I think it's kinda sad. This new guy obviously is simply a manager. No knowledge of Indian's history or of motorcycles in general. Whilst I may not be a cruiser guy, the Indian name does not deserve to become (er, I guess it already has!) just another marketing tool.
Indian used to be on the forefront of technology and, at the same time, made some great bombproof bikes. Too bad a bit of the investment they made in exec's didn't make it into actual R&D
I'm not certain I agree with posters who shun Indian for not having their own engine. I think they've just got the wrong one. There are lots of engine manufactures out there who, with a little assistance, could provide Indian with a great and potentially unique engine.
Indian's just got to try to be in this for the long run and not just for selling jeans and sweatshirts.
It's OK to insult generations of Indian owners, but woah! Don't diss the intellectual property attorneys!
Sorry if I offended. I'm sure there's lots of hard-working, principled intellectual property attorneys out there. Just picking a random, high-income profession. Should I have said plastic surgeon? How about record company executive?
I just found it somewhat ironic that you chose the I.P. attorneys since they are the guys who do all the patent/trademark/infringement stuff that has caused all the problems with the right to use issues surrounding the "Indian" name, among other things.
If your selection truly was random, it was surprisingly appropriate. And I wasn't at all offended, I'm an I.P. Engineer, not an attorney .
"Triumph is close to completing development of its 2200cc machine. And it will be a triple.

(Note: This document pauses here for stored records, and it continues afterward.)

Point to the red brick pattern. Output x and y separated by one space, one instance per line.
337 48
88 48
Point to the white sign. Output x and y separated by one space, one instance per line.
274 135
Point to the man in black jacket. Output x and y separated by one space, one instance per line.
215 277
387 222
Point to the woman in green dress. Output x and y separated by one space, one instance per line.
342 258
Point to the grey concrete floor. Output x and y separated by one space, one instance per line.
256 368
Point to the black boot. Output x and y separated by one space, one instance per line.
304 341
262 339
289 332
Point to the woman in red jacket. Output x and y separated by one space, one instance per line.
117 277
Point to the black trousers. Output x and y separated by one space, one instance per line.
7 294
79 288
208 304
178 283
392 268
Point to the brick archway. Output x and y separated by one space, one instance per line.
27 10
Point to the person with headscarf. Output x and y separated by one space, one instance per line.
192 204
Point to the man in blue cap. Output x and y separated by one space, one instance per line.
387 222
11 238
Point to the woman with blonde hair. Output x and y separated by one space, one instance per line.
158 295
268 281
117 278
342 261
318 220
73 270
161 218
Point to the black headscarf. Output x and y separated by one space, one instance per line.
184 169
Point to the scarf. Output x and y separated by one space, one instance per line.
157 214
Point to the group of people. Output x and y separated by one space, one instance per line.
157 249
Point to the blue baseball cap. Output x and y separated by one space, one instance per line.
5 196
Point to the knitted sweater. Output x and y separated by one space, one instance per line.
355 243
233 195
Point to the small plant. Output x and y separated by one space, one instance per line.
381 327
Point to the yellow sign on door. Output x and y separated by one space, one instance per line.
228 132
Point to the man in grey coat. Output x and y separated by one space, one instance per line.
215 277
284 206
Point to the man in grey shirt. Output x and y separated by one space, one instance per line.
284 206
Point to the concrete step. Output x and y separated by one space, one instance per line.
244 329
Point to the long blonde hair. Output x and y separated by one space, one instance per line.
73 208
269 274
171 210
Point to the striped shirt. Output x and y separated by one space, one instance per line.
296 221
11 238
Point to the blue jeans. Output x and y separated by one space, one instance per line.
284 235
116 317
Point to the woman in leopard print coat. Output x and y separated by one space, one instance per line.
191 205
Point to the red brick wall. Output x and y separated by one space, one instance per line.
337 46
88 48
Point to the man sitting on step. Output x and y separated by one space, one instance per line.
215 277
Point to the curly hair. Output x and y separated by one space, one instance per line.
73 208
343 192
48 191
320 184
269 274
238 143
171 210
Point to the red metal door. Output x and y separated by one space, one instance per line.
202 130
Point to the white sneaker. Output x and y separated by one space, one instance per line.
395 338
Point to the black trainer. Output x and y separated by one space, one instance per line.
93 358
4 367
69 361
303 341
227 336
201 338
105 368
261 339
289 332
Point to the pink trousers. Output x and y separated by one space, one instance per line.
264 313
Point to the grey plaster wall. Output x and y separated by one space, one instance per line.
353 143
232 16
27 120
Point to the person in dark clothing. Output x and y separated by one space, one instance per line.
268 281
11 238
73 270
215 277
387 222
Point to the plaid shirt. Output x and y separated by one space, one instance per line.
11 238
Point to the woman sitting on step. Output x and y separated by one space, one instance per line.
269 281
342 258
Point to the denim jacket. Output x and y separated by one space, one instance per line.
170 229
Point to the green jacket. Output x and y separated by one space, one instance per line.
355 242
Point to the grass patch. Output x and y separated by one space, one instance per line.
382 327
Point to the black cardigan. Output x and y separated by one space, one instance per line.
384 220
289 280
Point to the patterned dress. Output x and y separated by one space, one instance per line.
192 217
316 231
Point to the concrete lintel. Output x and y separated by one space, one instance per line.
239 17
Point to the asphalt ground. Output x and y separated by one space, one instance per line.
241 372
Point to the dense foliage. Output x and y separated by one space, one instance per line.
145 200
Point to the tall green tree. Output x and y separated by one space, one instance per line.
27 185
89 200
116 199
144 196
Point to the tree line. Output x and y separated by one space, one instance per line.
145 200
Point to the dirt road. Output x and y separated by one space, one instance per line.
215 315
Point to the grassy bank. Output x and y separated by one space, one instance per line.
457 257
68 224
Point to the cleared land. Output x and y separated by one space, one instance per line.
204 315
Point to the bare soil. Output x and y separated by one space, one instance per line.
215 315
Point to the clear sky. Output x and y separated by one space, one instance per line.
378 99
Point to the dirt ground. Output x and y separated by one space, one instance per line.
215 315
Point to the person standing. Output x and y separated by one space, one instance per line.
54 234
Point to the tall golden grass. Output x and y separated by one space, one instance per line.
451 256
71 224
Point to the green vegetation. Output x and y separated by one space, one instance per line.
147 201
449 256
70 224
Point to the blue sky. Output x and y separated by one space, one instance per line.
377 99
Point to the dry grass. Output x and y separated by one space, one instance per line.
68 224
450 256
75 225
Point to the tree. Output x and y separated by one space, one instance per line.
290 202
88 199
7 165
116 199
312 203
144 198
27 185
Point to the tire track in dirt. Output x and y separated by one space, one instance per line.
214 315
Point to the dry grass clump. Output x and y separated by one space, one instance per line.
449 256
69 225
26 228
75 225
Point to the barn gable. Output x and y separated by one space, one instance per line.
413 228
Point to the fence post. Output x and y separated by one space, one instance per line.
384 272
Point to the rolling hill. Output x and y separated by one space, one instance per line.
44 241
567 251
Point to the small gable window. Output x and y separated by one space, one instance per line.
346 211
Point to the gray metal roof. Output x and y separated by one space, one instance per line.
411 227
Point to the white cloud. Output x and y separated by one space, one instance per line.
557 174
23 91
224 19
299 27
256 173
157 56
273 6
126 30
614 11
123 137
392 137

It will also be the only triple on sale with the crankshaft in-line with the frame.
Indian and Henderson were famous for in-line four-cylinder engines, Sunbeam made a twin in the50s, and only BMWs axed K-series 750cc was bold enough use an in-line triple.
The layout makes for a longer wheelbase than an across-the-frame multi-cylinder design, but all cruisers are long and heavy, so the engine set-up seems to make sense. It should give the bike a real " long and low " look."
Even triumph is making an Indianesque bike that is better than the "actual" Indian. With their own engine!